C’est seulement au cours des années soixante-dix, avec des auteurs comme DOWNS et STEA que ce sujet fut re-dynamisé avec l’apparition d’une nouvelle terminologie : la mise en Carte Cognitive (en anglais « cognitive mapping »). Ce dernier concept désigne «un processus composé d’un ensemble de transformations psychologiques par lesquelles un individu acquiert, code, stocke, rappelle et décode l’information concernant les places relatives et les caractéristiques de son environnement spatial habituel » (DOWNS et STEA, 1973, p.7).

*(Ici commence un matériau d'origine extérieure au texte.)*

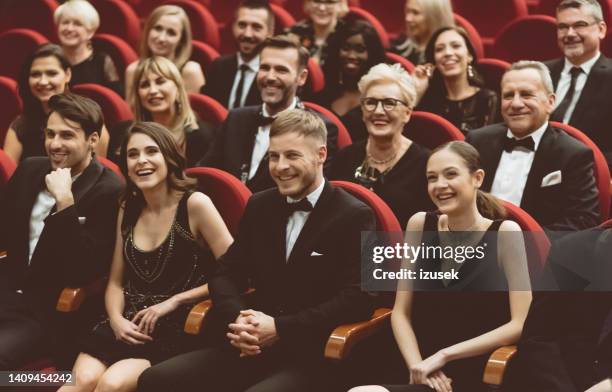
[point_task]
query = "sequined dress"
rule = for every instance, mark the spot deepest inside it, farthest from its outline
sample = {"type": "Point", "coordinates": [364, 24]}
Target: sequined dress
{"type": "Point", "coordinates": [151, 277]}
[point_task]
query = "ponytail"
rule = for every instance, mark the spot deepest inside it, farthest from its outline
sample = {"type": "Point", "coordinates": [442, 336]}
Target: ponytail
{"type": "Point", "coordinates": [489, 206]}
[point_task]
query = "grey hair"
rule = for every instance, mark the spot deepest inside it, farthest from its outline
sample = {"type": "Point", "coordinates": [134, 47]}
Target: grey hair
{"type": "Point", "coordinates": [541, 69]}
{"type": "Point", "coordinates": [80, 9]}
{"type": "Point", "coordinates": [591, 6]}
{"type": "Point", "coordinates": [395, 73]}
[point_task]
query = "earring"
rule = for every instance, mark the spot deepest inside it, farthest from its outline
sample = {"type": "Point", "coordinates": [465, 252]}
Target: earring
{"type": "Point", "coordinates": [470, 71]}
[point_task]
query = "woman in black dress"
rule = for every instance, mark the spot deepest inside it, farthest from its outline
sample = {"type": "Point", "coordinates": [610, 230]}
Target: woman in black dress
{"type": "Point", "coordinates": [449, 84]}
{"type": "Point", "coordinates": [387, 162]}
{"type": "Point", "coordinates": [446, 328]}
{"type": "Point", "coordinates": [45, 73]}
{"type": "Point", "coordinates": [77, 22]}
{"type": "Point", "coordinates": [162, 260]}
{"type": "Point", "coordinates": [159, 95]}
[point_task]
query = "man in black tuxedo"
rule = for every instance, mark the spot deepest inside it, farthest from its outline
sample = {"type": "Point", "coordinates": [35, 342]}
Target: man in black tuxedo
{"type": "Point", "coordinates": [242, 140]}
{"type": "Point", "coordinates": [298, 246]}
{"type": "Point", "coordinates": [230, 79]}
{"type": "Point", "coordinates": [583, 78]}
{"type": "Point", "coordinates": [531, 164]}
{"type": "Point", "coordinates": [58, 218]}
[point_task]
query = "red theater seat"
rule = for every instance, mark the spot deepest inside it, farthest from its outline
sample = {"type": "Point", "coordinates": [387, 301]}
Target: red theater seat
{"type": "Point", "coordinates": [17, 45]}
{"type": "Point", "coordinates": [532, 37]}
{"type": "Point", "coordinates": [344, 138]}
{"type": "Point", "coordinates": [431, 130]}
{"type": "Point", "coordinates": [119, 50]}
{"type": "Point", "coordinates": [602, 172]}
{"type": "Point", "coordinates": [207, 108]}
{"type": "Point", "coordinates": [119, 19]}
{"type": "Point", "coordinates": [29, 14]}
{"type": "Point", "coordinates": [10, 102]}
{"type": "Point", "coordinates": [489, 17]}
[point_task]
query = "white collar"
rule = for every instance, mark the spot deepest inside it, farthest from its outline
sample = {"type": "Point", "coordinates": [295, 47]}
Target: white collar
{"type": "Point", "coordinates": [536, 135]}
{"type": "Point", "coordinates": [253, 64]}
{"type": "Point", "coordinates": [586, 66]}
{"type": "Point", "coordinates": [312, 197]}
{"type": "Point", "coordinates": [293, 105]}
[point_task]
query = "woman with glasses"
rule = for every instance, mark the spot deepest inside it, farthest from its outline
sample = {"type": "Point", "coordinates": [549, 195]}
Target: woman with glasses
{"type": "Point", "coordinates": [324, 17]}
{"type": "Point", "coordinates": [387, 162]}
{"type": "Point", "coordinates": [450, 84]}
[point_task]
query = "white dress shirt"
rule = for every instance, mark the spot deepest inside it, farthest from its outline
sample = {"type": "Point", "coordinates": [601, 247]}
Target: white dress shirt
{"type": "Point", "coordinates": [513, 169]}
{"type": "Point", "coordinates": [249, 78]}
{"type": "Point", "coordinates": [262, 140]}
{"type": "Point", "coordinates": [565, 80]}
{"type": "Point", "coordinates": [298, 219]}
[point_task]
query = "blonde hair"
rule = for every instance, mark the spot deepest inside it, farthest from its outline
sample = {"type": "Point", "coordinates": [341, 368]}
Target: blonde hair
{"type": "Point", "coordinates": [438, 14]}
{"type": "Point", "coordinates": [167, 69]}
{"type": "Point", "coordinates": [385, 73]}
{"type": "Point", "coordinates": [81, 10]}
{"type": "Point", "coordinates": [183, 49]}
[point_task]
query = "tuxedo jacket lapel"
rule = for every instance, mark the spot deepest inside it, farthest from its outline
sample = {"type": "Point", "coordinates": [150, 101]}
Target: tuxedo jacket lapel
{"type": "Point", "coordinates": [319, 214]}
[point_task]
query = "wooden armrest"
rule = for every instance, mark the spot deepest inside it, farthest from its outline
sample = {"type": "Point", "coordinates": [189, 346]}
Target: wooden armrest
{"type": "Point", "coordinates": [196, 317]}
{"type": "Point", "coordinates": [496, 365]}
{"type": "Point", "coordinates": [71, 298]}
{"type": "Point", "coordinates": [345, 337]}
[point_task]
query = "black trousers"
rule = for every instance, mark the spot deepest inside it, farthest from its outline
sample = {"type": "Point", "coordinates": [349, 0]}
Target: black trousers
{"type": "Point", "coordinates": [222, 370]}
{"type": "Point", "coordinates": [22, 333]}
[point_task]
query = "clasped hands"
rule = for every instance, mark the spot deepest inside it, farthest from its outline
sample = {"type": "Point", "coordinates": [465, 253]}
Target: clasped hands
{"type": "Point", "coordinates": [428, 372]}
{"type": "Point", "coordinates": [251, 332]}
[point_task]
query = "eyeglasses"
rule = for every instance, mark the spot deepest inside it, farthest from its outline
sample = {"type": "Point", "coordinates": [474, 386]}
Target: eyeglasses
{"type": "Point", "coordinates": [578, 27]}
{"type": "Point", "coordinates": [388, 104]}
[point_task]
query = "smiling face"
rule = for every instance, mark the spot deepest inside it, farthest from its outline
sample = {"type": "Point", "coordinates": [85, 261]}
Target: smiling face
{"type": "Point", "coordinates": [451, 55]}
{"type": "Point", "coordinates": [72, 31]}
{"type": "Point", "coordinates": [157, 94]}
{"type": "Point", "coordinates": [525, 105]}
{"type": "Point", "coordinates": [296, 163]}
{"type": "Point", "coordinates": [165, 36]}
{"type": "Point", "coordinates": [47, 78]}
{"type": "Point", "coordinates": [66, 144]}
{"type": "Point", "coordinates": [279, 77]}
{"type": "Point", "coordinates": [250, 29]}
{"type": "Point", "coordinates": [354, 56]}
{"type": "Point", "coordinates": [146, 165]}
{"type": "Point", "coordinates": [580, 42]}
{"type": "Point", "coordinates": [450, 184]}
{"type": "Point", "coordinates": [416, 27]}
{"type": "Point", "coordinates": [382, 123]}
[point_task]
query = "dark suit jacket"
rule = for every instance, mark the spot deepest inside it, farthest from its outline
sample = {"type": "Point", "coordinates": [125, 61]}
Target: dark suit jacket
{"type": "Point", "coordinates": [234, 142]}
{"type": "Point", "coordinates": [592, 114]}
{"type": "Point", "coordinates": [559, 344]}
{"type": "Point", "coordinates": [308, 295]}
{"type": "Point", "coordinates": [220, 76]}
{"type": "Point", "coordinates": [570, 205]}
{"type": "Point", "coordinates": [76, 244]}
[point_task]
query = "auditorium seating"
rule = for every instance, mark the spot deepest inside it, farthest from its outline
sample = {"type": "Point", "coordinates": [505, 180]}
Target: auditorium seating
{"type": "Point", "coordinates": [119, 51]}
{"type": "Point", "coordinates": [119, 19]}
{"type": "Point", "coordinates": [532, 37]}
{"type": "Point", "coordinates": [20, 43]}
{"type": "Point", "coordinates": [431, 130]}
{"type": "Point", "coordinates": [344, 138]}
{"type": "Point", "coordinates": [207, 108]}
{"type": "Point", "coordinates": [602, 172]}
{"type": "Point", "coordinates": [489, 17]}
{"type": "Point", "coordinates": [10, 102]}
{"type": "Point", "coordinates": [20, 14]}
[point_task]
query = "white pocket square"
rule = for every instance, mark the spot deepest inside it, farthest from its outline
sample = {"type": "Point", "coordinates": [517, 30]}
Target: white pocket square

On constate que la conceptualisation cartographique mentale a évolué sur le plan terminologique et structurel selon les époques, les courants théoriques et les auteurs. En parallèle, d’autres concepts ont émergé chez les auteurs non favorables à la représentation, stricto sensu de carte afin d’expliquer les représentations de l’espace, des lieux, des situations, tels que les plans (GÄRLING ET GOLLEDGE, 1989), les frames (MINSKY, 1975), les scripts (SCHANK et ABELSON, 1977) les schémas (BREWER, 1987 ; MANDLER, 1984) et les modèles mentaux (JONHSON-LAIRD, 1980, 1983).

Dans cette recherche, nous insisterons plus longuement sur le contenu et la fonction des Cartes Mentales au travers de différentes études et expérimentations. Compte tenu des données récentes sur l’organisation des représentations spatiales, le concept de Carte Cognitive n’est plus radicalement évincé du vocabulaire des spécialistes. Une version plus dynamique de la carte lui confère une certaine crédibilité avec notamment des composants variés qui s’évanouissent pour mieux se recomposer au moment de l’évocation ou de la confrontation avec la réalité. La Carte Cognitive se décline au pluriel en fonction de ces modes d’acquisition et du type d’environnement qu’elle doit traiter et organiser. Ces cartes couvrent à la fois des informations obtenues à partir d’une carte papier (plan urbain, carte IGN, mappemonde) ; des indications d’itinéraire selon la logique linéaire du discours ; de schémas griffonnés ou non par un interlocuteur humain, des informations obtenues directement à partir de l’action, (c’est-à-dire du déplacement vers un but immédiatement perceptif ou non) ainsi que des micro-éléments informationnels. Toutefois, si la notion de «Carte Cognitive» est réfutée, le processus cognitif qu’elle représente l’est moins car il peut être formulé autrement. Plutôt que d’utiliser la notion de carte mentale certains auteurs préfèrent parler de ‘ « modèle mental » (TAYLOR 1991 ; DENIS et DENHIERE, 1990) ’ quand il s’agit d’évoquer des connaissances spatiales.

De notre point de vue, la Carte Cognitive se définit comme l’instance cognitive qui rassemble toutes les données que nous avons en mémoire (de la MCT à la MLT) sur notre environnement sans distinction entre les données acquises directement par la navigation ou les données extraites de supports. Toutes ces données forment les connaissances déclaratives auxquelles il faut ajouter, car fortement associées, les connaissances procédurales.